Project 1: The Anthropic Processing Engine

(c) 1995, Howard E. Motteler

Assigned Tue Sept 19; Due Tue Oct 10; 100 pts


Project Goals

The purpose of this project is to learn more about Unix processes, and to get hands-on experience with inter-process communication, data-flow, semaphores, and shared memory.

A Semi-True Story

It is a little-known fact that Charles Babbage, the inventor of the famous Difference and Analytical Engines, had a brother P.D.Q. Babbage, who came up with his own scheme for performing complex calculations--the `Anthropic Processing Engine.'

At first glance the Anthropic Processing Engine seemed to be little more than a typical office environment of the day.

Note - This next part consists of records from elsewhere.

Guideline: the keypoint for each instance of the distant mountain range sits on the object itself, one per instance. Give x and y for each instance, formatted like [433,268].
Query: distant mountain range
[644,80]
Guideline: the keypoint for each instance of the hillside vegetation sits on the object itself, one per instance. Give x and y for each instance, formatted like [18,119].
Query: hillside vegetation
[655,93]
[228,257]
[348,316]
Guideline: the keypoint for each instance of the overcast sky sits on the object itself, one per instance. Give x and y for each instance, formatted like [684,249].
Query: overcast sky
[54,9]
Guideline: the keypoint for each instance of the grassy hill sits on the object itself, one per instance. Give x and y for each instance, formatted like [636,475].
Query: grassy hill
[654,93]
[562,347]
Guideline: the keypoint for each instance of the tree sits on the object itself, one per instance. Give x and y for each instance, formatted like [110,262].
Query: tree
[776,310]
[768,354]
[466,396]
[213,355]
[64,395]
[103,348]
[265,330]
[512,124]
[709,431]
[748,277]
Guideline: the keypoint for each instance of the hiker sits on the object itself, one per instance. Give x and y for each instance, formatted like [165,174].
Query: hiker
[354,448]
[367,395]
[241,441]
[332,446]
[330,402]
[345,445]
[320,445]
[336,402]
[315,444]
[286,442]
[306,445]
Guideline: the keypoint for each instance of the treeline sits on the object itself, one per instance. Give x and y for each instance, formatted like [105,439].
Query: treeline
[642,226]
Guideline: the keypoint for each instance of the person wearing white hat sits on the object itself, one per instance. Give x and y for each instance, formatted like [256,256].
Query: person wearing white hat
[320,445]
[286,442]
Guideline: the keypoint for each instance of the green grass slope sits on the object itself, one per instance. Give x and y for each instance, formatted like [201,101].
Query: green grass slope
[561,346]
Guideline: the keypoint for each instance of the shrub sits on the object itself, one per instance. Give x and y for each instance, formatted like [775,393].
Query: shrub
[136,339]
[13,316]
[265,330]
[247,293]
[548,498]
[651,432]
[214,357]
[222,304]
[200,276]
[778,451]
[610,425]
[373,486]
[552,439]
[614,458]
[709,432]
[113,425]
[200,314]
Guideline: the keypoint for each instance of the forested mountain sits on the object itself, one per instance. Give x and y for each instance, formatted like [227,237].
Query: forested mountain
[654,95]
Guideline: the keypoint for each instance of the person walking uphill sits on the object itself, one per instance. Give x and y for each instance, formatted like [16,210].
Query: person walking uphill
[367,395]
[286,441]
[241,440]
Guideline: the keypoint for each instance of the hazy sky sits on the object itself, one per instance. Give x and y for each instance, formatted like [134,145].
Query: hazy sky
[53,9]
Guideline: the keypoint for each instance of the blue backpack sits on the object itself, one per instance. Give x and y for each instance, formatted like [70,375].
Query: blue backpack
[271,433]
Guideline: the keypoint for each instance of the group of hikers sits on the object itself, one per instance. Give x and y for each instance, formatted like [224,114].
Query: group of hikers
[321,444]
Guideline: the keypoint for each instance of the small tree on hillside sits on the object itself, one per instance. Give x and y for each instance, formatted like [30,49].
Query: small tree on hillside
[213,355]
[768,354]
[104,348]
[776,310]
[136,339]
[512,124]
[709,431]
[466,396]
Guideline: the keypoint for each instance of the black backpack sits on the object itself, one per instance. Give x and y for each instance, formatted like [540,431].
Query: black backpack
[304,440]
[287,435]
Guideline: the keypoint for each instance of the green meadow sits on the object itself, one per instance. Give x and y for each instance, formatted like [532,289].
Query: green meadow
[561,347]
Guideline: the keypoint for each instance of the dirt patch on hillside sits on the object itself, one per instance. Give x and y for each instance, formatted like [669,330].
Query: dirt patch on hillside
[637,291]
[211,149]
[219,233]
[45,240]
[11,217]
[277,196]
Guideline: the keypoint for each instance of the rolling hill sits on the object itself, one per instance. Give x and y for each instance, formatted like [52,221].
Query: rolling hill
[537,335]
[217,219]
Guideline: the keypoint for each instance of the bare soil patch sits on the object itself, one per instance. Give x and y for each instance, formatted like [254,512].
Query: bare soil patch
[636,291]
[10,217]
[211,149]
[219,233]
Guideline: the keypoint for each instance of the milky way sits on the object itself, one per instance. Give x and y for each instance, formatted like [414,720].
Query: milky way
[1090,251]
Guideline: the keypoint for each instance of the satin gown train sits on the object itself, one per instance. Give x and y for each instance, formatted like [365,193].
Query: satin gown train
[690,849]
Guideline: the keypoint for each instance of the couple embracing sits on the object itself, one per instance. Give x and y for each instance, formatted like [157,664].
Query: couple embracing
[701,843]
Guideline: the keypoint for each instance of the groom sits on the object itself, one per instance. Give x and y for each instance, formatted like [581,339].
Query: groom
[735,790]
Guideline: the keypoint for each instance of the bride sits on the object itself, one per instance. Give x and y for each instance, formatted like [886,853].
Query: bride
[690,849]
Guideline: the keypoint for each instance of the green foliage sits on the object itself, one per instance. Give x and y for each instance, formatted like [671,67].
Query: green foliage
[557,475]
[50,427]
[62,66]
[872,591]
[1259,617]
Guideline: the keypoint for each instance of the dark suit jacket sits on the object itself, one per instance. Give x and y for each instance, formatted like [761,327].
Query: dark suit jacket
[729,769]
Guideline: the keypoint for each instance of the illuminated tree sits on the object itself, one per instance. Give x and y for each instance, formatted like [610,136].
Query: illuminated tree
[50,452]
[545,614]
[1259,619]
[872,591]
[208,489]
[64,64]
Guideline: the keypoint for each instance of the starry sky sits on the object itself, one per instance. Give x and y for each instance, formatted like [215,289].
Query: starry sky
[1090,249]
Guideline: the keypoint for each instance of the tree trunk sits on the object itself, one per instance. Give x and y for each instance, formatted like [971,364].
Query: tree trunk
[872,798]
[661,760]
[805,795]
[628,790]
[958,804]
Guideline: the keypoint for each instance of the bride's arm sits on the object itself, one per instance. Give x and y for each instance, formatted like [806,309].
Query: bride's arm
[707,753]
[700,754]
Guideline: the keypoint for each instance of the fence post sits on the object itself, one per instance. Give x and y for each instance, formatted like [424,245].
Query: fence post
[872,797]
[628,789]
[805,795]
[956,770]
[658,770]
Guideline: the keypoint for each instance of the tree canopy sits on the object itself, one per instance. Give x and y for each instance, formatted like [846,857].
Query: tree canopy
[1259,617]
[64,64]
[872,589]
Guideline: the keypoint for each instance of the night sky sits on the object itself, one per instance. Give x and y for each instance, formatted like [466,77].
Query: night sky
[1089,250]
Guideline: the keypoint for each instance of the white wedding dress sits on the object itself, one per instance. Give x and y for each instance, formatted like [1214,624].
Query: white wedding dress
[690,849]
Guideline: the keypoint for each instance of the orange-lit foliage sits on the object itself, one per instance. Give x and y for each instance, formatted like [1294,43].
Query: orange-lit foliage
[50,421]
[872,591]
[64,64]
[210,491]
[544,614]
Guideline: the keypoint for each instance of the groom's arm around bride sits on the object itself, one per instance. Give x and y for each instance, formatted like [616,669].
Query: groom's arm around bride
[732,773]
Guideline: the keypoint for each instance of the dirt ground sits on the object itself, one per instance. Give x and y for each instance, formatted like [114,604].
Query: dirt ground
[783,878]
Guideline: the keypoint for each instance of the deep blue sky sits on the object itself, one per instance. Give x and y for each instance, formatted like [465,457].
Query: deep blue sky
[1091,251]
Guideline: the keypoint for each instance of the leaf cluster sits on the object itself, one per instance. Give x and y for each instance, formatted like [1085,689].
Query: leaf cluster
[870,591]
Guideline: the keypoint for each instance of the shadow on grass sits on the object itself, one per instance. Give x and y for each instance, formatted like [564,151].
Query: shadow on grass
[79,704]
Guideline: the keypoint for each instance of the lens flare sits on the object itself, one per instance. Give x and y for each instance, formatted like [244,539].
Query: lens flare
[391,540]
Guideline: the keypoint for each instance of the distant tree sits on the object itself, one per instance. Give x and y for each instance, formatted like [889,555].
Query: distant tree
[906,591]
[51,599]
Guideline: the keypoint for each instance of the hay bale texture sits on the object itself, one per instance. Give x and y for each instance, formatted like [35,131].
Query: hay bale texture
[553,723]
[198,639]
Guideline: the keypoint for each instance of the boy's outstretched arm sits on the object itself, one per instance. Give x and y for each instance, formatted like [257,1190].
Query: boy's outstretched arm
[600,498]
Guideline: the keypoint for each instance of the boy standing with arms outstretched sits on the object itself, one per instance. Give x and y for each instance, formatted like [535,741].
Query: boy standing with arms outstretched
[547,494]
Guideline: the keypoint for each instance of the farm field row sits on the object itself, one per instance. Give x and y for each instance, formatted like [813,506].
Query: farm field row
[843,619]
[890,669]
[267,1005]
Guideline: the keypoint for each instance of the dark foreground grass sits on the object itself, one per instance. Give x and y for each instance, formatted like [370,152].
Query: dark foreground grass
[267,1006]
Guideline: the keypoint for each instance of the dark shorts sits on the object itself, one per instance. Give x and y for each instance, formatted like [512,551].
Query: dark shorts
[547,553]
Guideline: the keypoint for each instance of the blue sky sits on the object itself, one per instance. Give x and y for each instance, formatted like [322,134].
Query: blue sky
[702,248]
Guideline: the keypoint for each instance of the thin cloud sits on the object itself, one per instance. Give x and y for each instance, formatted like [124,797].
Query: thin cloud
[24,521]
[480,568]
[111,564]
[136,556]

It consisted of a room with a number of desks and a row of baskets, labeled b1, b2, b3, etc., along one wall. The distinguishing feature of the APE was carefully defined rules of operation. A worker with a fixed task sat at each desk. A typical worker's job might be to get up, take a slip of paper from the bottom of basket 4 and another from the bottom of basket 7, return to his desk and add the numbers, write down the result on a new slip of paper, and place this result on top, in basket 5. The task was performed repeatedly, as long as there was something in both baskets 4 and 7. If there was no paper in baskets 4 or 7, the worker would simply wait.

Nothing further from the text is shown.